From triggers electrical we now pass to triggers chemical. A gun may be charged with powder and remain for years perfectly at rest until a touch on the trigger explodes the powder with tremendous effect. The example is typical: nature and art abound with cases where a little energy, rightly directed, controls energy vastly, perhaps infinitely, greater in quantity. Often in a chemical compound the poise of attraction is so delicate that it may be disturbed by a breath, or by a note from a fiddle, as when either of these induces iodide of nitrogen to explode. A beam of light works the same result with a mixture of chlorine and hydrogen. One of the most familiar facts of chemistry is that a fuel, such as coal, may remain intact in air for ages. Once let a fragment of it be brought to flaming heat and all the rest of the mass will take fire too. Iron has a strong affinity for oxygen, but for union there must be at the beginning some moisture with the gas; the same is true of carbon. A burning jet of carbon monoxide may be extinguished by plunging it into a jar of dried oxygen. Gases from the throat of a blast furnace, at a temperature of 250° to 300° Centigrade, are not inflammable in the atmosphere until the air is moistened by steam or otherwise. Then in a flash combustion begins in earnest.

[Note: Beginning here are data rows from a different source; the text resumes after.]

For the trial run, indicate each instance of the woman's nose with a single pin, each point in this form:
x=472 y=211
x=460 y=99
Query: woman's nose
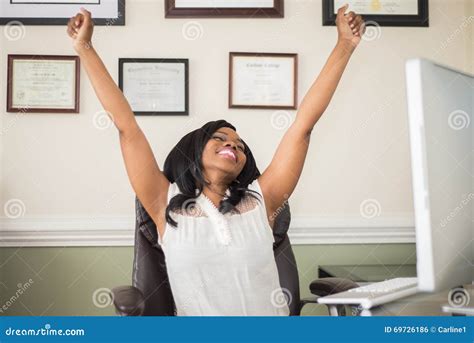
x=232 y=144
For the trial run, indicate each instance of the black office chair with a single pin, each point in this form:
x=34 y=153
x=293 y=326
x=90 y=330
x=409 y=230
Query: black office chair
x=151 y=294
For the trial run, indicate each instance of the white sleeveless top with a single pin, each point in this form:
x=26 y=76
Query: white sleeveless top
x=223 y=265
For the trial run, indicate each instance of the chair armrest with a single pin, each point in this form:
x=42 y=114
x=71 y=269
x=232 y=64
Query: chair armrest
x=128 y=301
x=331 y=285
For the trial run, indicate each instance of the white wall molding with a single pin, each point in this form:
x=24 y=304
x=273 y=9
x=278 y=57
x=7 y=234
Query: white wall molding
x=119 y=231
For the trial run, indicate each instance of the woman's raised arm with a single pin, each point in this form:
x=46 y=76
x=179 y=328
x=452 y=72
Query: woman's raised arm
x=147 y=180
x=280 y=178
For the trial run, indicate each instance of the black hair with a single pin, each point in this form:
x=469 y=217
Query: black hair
x=183 y=165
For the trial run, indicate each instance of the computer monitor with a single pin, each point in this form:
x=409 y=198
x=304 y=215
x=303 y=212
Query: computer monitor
x=440 y=112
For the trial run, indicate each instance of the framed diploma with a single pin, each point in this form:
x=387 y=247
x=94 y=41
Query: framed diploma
x=43 y=84
x=155 y=86
x=263 y=80
x=224 y=8
x=381 y=12
x=58 y=12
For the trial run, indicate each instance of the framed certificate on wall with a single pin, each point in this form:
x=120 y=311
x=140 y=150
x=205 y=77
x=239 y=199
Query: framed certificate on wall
x=381 y=12
x=155 y=86
x=263 y=80
x=46 y=83
x=224 y=8
x=58 y=12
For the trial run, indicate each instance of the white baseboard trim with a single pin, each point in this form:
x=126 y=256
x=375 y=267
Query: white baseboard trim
x=119 y=231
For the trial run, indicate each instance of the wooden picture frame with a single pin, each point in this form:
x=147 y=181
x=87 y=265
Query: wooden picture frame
x=58 y=13
x=58 y=81
x=172 y=10
x=156 y=86
x=418 y=19
x=269 y=68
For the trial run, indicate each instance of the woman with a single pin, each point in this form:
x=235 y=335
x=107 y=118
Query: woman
x=213 y=210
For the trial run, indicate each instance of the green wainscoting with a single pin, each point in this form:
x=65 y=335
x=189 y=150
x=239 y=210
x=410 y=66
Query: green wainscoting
x=64 y=279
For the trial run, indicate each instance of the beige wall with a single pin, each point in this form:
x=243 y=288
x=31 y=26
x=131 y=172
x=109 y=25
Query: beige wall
x=61 y=165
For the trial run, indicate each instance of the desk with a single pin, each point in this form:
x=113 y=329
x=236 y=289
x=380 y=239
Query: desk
x=421 y=304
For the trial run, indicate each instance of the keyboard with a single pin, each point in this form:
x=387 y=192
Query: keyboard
x=386 y=286
x=374 y=294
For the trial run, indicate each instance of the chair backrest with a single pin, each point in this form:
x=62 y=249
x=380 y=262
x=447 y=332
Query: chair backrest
x=151 y=278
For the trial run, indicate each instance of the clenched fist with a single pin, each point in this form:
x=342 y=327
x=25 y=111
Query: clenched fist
x=350 y=26
x=80 y=29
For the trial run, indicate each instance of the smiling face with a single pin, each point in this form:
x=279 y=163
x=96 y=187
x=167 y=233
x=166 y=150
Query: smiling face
x=224 y=152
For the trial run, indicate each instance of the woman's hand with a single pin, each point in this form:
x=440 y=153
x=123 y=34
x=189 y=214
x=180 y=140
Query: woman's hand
x=350 y=26
x=80 y=28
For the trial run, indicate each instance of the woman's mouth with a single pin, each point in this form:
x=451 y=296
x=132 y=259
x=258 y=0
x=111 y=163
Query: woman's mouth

In photography we meet with similar facts: violet rays may begin an impression which yellow light can finish and finish only. Vulcanite is transparent to red and infra-red rays which, although without action upon an unexposed plate, are capable of continuing the action of actinic rays upon a plate which has been exposed for a very short time.

Why Weather is Uncertain.

From photography let us pass to a glance at the atmospheric conditions which greatly affect its work. The weather from day to day depends upon factors so variable and unstable that prediction beyond twenty-four hours is unsafe. “Suppose a stratum of air,” says Professor Balfour Stewart, “to be very nearly saturated with aqueous vapor; that is to say, to be just a little above the dew-point; while at the same time it is losing heat but slowly, so that if left to itself it would be a long time before moisture were deposited. Now such a stratum is in a very delicate state of molecular equilibrium, and the dropping into it of a small crystal of snow would at once cause a remarkable change. The snow would cool the air around it, and thus moisture would be deposited around the snowflake in the form of fine mist or dew. Now, this deposited mist or dew, being a liquid, and giving out all the rays of heat possible to its temperature, would send its heat into empty space much more rapidly than the saturated air; therefore it would become colder than the air around it. Thus more air would be cooled, and more mist or dew deposited; and so on until a complete change of condition should be brought about. In this imaginary case the tiniest possible flake of snow has pulled the trigger, as it were, and made the gun go off,—has altered completely the whole arrangement that might have gone on for some time longer as it was, had it not been for the advent of the snowflake. We thus see how in our atmosphere the presence of a condensable liquid adds an element of violence, and also of abruptness, amounting to incalculability, to the motions which take place. This means that our knowledge of meteorological phenomena can never be mathematically complete, like our knowledge of planetary motions, inasmuch as there exists an element of instability, and therefore of incalculability, in virtue of which a very considerable change may result from a very small cause.”

In view of the inherent difficulties it is certainly creditable that the predictions of the United States Weather Bureau should prove true six times in seven, greatly inuring to the safety of mariners, of passengers by lake and sea, and to the saving of crops under threat of destruction by storms.